Capítulo 10
Olívia dormiu na minha casa na véspera da nossa viagem, então chegamos juntas ao aeroporto, antes de Cristofer. Ele já havia mandado uma mensagem me tranqüilizando dizendo que estava a caminho.
Nosso balcão de check-in era bem de frente para a porta de entrada, e eu falava efusivamente com Olívia quando ele apontou porta a dentro.
Senti meus olhos se arregalando à medida que ele se aproximava. Tanto que Olívia notou meu olhar catatônico e também se virou para olhar.
Cristofer vinha de mãos dadas com Sofia, minha xará, enquanto exibia um olhar que há muito tempo não via.
- Mas o quê... – Olívia sussurrou pouco antes dos dois pararem diante de nós.

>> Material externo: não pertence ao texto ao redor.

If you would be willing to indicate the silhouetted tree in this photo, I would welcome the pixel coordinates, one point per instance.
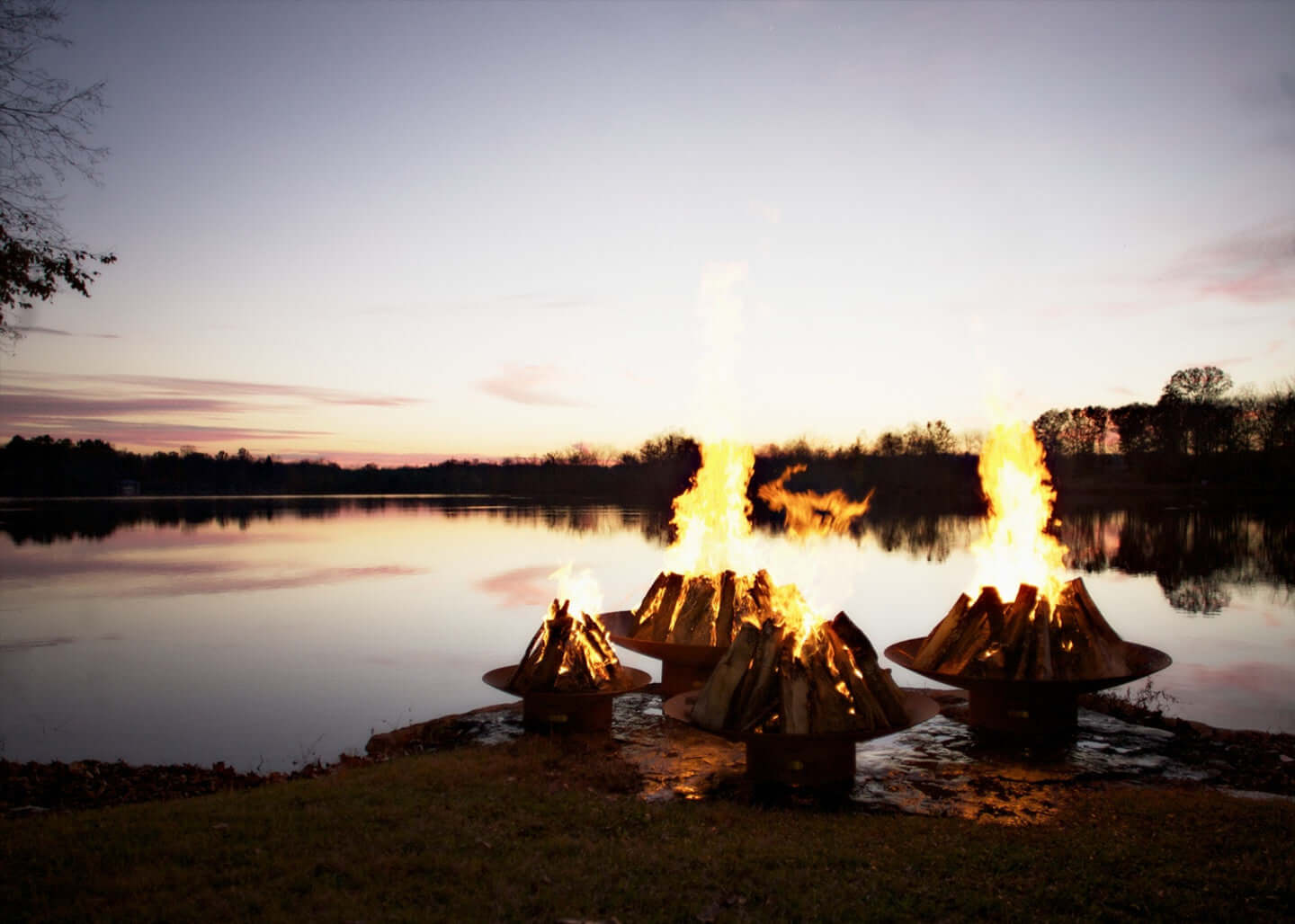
(1198, 385)
(43, 126)
(1136, 427)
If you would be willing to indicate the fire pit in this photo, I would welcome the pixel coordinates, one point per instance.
(1026, 662)
(800, 699)
(567, 676)
(683, 667)
(688, 623)
(567, 712)
(1026, 706)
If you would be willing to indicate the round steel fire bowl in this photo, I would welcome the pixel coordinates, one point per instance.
(561, 712)
(684, 668)
(826, 760)
(1031, 708)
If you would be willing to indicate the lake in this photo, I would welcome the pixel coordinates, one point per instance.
(271, 632)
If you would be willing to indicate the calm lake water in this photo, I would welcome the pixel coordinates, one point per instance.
(271, 632)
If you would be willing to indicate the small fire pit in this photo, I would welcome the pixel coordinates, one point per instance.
(688, 623)
(567, 712)
(684, 668)
(567, 676)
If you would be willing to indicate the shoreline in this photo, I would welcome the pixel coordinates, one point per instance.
(1256, 761)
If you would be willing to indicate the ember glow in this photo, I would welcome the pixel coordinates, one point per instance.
(1015, 546)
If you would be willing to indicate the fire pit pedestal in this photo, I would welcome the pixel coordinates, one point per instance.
(1031, 708)
(684, 668)
(824, 760)
(567, 712)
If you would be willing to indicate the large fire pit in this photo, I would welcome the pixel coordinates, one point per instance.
(1026, 662)
(800, 697)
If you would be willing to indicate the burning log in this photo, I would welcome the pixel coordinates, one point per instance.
(1029, 638)
(877, 680)
(768, 682)
(715, 700)
(567, 655)
(758, 695)
(706, 609)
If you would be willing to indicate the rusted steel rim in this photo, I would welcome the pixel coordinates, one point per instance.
(917, 708)
(1144, 659)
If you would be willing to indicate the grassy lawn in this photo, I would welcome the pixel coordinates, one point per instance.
(540, 831)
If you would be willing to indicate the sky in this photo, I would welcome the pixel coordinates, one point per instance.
(399, 232)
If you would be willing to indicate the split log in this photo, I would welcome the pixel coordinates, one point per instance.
(715, 700)
(830, 708)
(932, 653)
(550, 662)
(756, 600)
(880, 682)
(794, 686)
(758, 695)
(642, 615)
(974, 635)
(694, 621)
(726, 626)
(656, 623)
(868, 711)
(526, 667)
(1039, 662)
(1015, 628)
(1105, 649)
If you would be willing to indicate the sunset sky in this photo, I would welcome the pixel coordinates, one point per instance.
(397, 232)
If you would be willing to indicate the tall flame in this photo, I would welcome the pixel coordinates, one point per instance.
(580, 589)
(712, 518)
(1015, 549)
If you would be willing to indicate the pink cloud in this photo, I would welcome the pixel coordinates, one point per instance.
(55, 332)
(1255, 265)
(521, 586)
(530, 385)
(1254, 677)
(158, 412)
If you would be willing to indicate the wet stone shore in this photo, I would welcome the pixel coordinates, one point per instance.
(939, 768)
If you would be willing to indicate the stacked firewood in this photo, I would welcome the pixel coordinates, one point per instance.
(702, 609)
(1026, 639)
(568, 653)
(832, 685)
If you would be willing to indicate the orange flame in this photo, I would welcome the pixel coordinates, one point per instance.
(809, 512)
(1015, 549)
(579, 589)
(712, 518)
(795, 614)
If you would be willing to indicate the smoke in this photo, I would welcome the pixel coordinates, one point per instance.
(719, 307)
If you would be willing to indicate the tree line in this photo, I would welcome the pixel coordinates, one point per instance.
(1197, 427)
(1197, 432)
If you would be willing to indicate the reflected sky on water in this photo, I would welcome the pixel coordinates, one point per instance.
(285, 629)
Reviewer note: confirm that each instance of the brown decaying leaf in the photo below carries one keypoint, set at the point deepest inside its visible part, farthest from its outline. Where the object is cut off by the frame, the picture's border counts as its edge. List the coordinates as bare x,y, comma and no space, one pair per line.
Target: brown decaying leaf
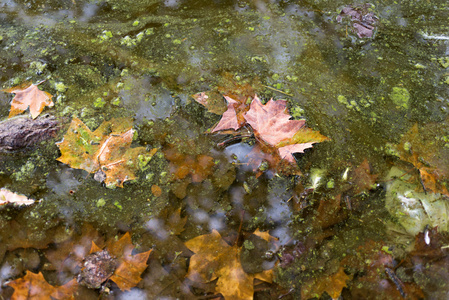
229,119
68,255
272,123
332,284
156,190
214,258
213,101
130,267
372,265
28,95
362,19
279,136
423,148
183,165
362,178
34,286
8,197
102,149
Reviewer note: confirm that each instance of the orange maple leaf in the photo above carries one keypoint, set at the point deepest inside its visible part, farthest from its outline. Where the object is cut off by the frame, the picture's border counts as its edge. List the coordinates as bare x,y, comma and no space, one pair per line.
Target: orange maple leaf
34,286
129,266
7,197
332,284
198,166
214,258
278,135
273,124
362,178
103,150
427,150
69,254
28,95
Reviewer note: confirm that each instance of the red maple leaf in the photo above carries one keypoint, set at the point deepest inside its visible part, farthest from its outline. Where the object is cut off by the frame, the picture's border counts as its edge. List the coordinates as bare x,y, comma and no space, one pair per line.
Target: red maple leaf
278,135
272,124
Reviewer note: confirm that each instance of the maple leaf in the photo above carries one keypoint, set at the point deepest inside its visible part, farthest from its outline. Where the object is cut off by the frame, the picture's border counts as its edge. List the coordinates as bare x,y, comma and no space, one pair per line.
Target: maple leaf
34,286
332,284
8,197
426,149
278,136
68,255
107,149
213,101
273,124
28,95
214,258
129,267
182,165
373,265
362,178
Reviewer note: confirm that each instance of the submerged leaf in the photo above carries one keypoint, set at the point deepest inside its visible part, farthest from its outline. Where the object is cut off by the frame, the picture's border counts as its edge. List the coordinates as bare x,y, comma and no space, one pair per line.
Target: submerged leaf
129,267
29,95
108,149
34,286
426,148
214,258
8,197
332,284
273,124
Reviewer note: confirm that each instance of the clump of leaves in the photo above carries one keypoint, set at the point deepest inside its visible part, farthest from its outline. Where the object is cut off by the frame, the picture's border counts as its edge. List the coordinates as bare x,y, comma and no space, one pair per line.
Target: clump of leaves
8,197
214,258
427,149
34,286
117,261
199,167
106,151
331,284
277,135
28,95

- Olá meninas – nos cumprimentou sutilmente. – Esta é Sofia.
O olhar tímido da garota era notável. Ela já me conhecia, e eu a conhecia também. Mesmo que na minha última ida ao seu café ela não estivesse lá, eu havia memorizado seus olhos verdes brilhantes de outras idas.
- Olá, querida – Olívia respondeu com um sorriso genuíno.
- Oi, Sofia – eu disse sorrindo também. Meu sorriso carregado de agradecimento por ela estar fazendo tão bem ao meu amigo.
- Divirtam-se – ela desejou apertando as mãos dele, eu pude ver.
- Não que vir junto? – ofereci. Cristofer devia ter me dito que as coisas já estavam nesse pé. Eu não me importaria de tê-la conosco.
- Ah, não. Infelizmente não posso. Mas sei que vocês precisam disso – me sorriu calorosamente.
Eu gosto dessa menina.
- Obrigada – disse puxando Olívia comigo para que os dois pudessem se despedir apropriadamente.
- O que foi isso? – Olívia se apressou em perguntar.
Puxei minha amiga mais para perto de mim antes de falar. Eu também estava surpresa.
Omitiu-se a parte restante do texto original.